Tentunya dengan mempertimbangkan beberapa hal di antaranya adalah: Pertama melakukan perubahan atas materi UUPA itu sendiri, di mana UUPA harus memperhatikan konsistensi konstitusi terhadap setiap peraturan pelaksana yang dilahirkan dan jelas tidak bertentangan dengan hukum adat yang berlaku. Kedua, pemerintah harus mengeluarkan political will-nya dalam hal kebijakan perkebunan yang mampu mengakomodir kepentingan dan kesejahteraan bagi rakyat yang miskin, bukan sebaliknya membuat Keputusan Presiden atau Peraturan Pemerintah lainnya yang terus membela kepentingan modal asing. Ketiga, pemerintah dalam mengeluarkan kebijakan terkait dengan tanah perkebunan harus menghormati hak-hak konstitusional masyarakat adat yang istimewa, sesuai dengan Pasal 18B UUD 1945.

Berkenaan dengan hal di atas, kalau pemerintah tidak cepat merealisasikan hukum tanah yang memihak kepada rakyat, maka bukan reformasi agraria yang akan terjadi, namun revolusi sosial yang hebat, karena bagi petani dan komunitas masyarakat adat, “tanah menjadi tumpuan keberlangsungan hidupnya”. Sebagaimana juga catatan panjang revolusi-revolusi sosial yang pernah terjadi seluruh dunia.

Ternyata sepotong roti yang harganya terus melambung tanpa bisa terbendung, justru menjadi pemicu revolusi sosial, seperti halnya di Perancis. Lagi pula, toh segala peraturan dan kebijakan terkait pertanahan masa lalu dan kebijakan perkebunan hari ini yang tidak berpihak pada rakyat, tanpa melihat rezimnya siapapun, tetap saja menuai konflik di era kekuasaannya dan meninggalkan batu sandungan bagi penguasa di masa datang.

Munculnya konflik pertanahan yang tak kunjung padam seperti yang terjadi selama ini adalah, karena negara justru sering kali tidak mau tahu dengan nasib rakyat, dan justru menggembosi nilai-nilai dan fungsi sosial tanah (sekalipun dalam praktiknya berlindung dengan alasan kepentingan umum). Nyatanya sampai hari ini, negara jualah yang membuat jurang pemisah yang mendalam antara rakyat miskin di satu sisi dengan kaum pemodal di sisi lain. Jurang perbedaan yang mencolok akibat kebijakan perkebunan yang salah kaprah.

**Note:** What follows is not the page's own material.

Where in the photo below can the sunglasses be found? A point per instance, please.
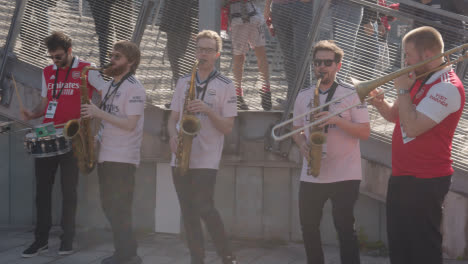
(206, 50)
(327, 63)
(56, 57)
(114, 55)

Sementara di sisi yang diuntungkan, kaum pemodal dengan mudah mendapat fasilitas dari penguasa untuk terus menggurita menguasai dan memiliki lahan hingga ratusan ribu hektare. Inilah bentuk ketidakadilan yang benar-benar nyata, karena keberpihakan negara kepada kaum pemodal. Sementara penindasan dan penyengsaraan terus menyertai pemilik lahan. Serupa betullah dengan adat membelah betung: ketika sisi yang satu kena pijak, sisi yang lainnya dilambungkan. (*)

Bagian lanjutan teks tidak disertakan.